It is not discouraging to discover a fault, so long as we see that it is one which might have been avoided. We want to make it plain in this chapter that, although the movies sometimes hurt the eyes, it is never due to any necessity. It is a fact that pictures on the screen, when properly made, are always pleasing to the spectators’ eyes. And he who does not accept this as a fundamental proposition can hardly come by any large faith in the future of the photoplay as art.
But we must make a few more eye tests for beauty. If you face a wall about twenty feet away, you can, without changing the position of your head, look at the left side or the right, at the top or bottom, or you can look at the four corners of the wall in succession. These three different kinds of movements, vertical, horizontal, circular, are controlled by as many different sets of muscles.
When we look at pictures, especially large pictures, these muscles are constantly busy directing our line of regard from one point of interest to another; and, whether there are definite points of interest or not, our eyes will range over the lines and shapes as we try to discover what they are meant to represent.
Now a certain amount of eye-movement does not hurt the muscles; it is, on the contrary, rather pleasant, because their business is to attend to those matters. But the eye will become fatigued by a great amount of movement, especially when it is forced upon us at unexpected moments, just as any other part of the body will become fatigued when it is forced to perform a great number of sudden, unexpected tasks.

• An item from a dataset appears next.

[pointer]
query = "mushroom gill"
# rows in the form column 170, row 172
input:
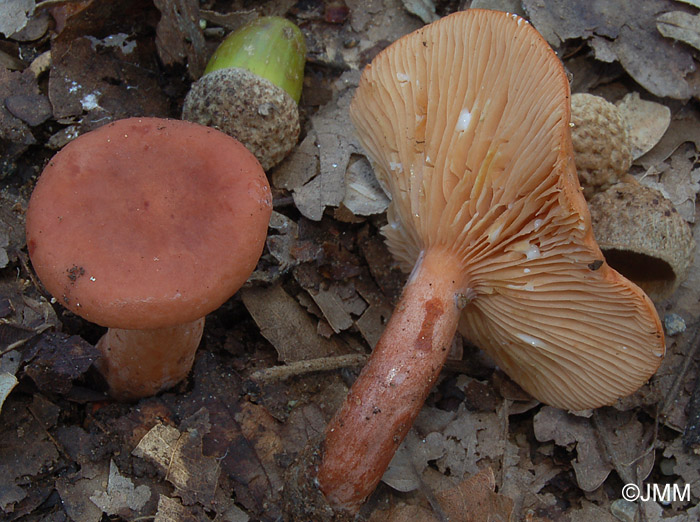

A simple experiment will illustrate this further. Suppose that we are sitting in our door-yard, gazing across a valley at a group of trees a mile or so away. It is more restful to look at those distant trees than at a single tree only fifty feet away; and the reason is simple. When we look at any object our eyes have a tendency to follow its outline. Now, of course, it requires more rolling of the eyes to follow the outline of a tree near by than one in the distance. This rolling movement involves muscular work. And, if we look first at the near, large object and then shift to the distant, small ones, we immediately experience the restfulness of reduced work. There are other reasons why distant objects are restful to the eyes, but they do not concern us here.
Have you ever noticed the pleasing effect in the motion pictures when the thing of interest, say, a train or a band of horsemen disappearing in the distance, narrows itself down to a small space? All images on the screen are, of course, equally distant from the spectator; yet there is a sense of restfulness, as we have just explained, because the rolling of the eyes decreases with the diminishing of the image and its area of movement on the screen.
But suddenly there comes a close-up of a face twenty feet in diameter, and our eyes have to get busy in the effort to cover the whole field at once. They rove quickly over several square yards of screen until that face is completely surveyed and every detail noted. Lots of looking! Yes, but that “star” gets fifty thousand dollars a month! Can’t fool the camera though—crow’s-feet on both sides—fourteen diamonds in the left ear-drop and——
Flash to a broad, quiet, soft gray landscape, with a lone rider on the horizon—oh, pshaw!—diamonds must ’a’ been glass though—anyway, this picture’s good for sore eyes—kind o’ easy feelin’—Indian scout maybe—or a——
Flash to a close-up of a Mexican bandit, etc., etc. And our eyes get busy again mapping out the whole subject from hat to hoof, from bridle to tail. Exciting! Oh, yes, indeed, and interesting too, but not as art; for those little muscles up there are jerked around too much, they are working overtime, and soon get weary.
“Oh, well, I reckon I can stand the strain,” says some heckler, who “don’t quite, you know, get this high-brow stuff.” Of course, he can stand it. We have stood the mad orchestra of the elevated trains, and the riveters, and the neighbor’s parrot for years, but we do not call it music.